O presidente da França, Emmanuel Macron, e a primeira-dama, Brigitte, vão apresentar fotos e laudos científicos à Justiça dos Estados Unidos em um processo por difamação contra a influenciadora conservadora Candace Owens. A norte-americana afirmou publicamente acreditar que Brigitte teria nascido homem, o que levou o casal a acionar judicialmente a comentarista.
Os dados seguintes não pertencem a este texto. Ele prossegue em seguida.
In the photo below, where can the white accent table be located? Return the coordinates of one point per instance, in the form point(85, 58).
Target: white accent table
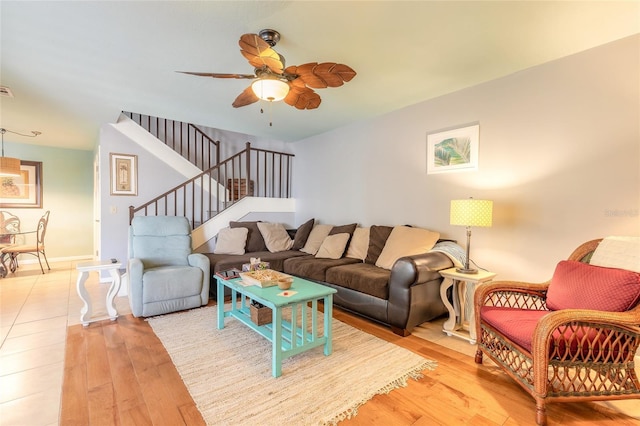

Segundo o advogado dos Macron, Tom Clare, as alegações são “profundamente perturbadoras” e uma distração que afeta não apenas a imagem pública do presidente, mas também a vida familiar.
“Como qualquer pessoa que concilia carreira e vida pessoal, quando sua família está sob ataque, isso desgasta. E ele não está imune a isso por ser o presidente de um país”, afirmou em entrevista ao podcast Fame Under Fire, da BBC.
De acordo com a defesa, serão apresentadas evidências fotográficas de Brigitte grávida e criando os filhos, além de laudos científicos que comprovam que a teoria divulgada por Owens é falsa.
“É profundamente perturbador pensar que alguém precise se submeter a esse tipo de prova, mas Brigitte está decidida a fazer o que for preciso para esclarecer os fatos”, acrescentou Clare.
Owens, que trabalhou no jornal conservador Daily Wire e na organização Turning Point USA, já espalhou teorias conspiratórias sobre temas como vacinas contra a Covid-19, o Holocausto e até os pousos na Lua. Em março de 2024, ela declarou que apostaria “toda a sua reputação profissional” na ideia de que Brigitte Macron nasceu homem.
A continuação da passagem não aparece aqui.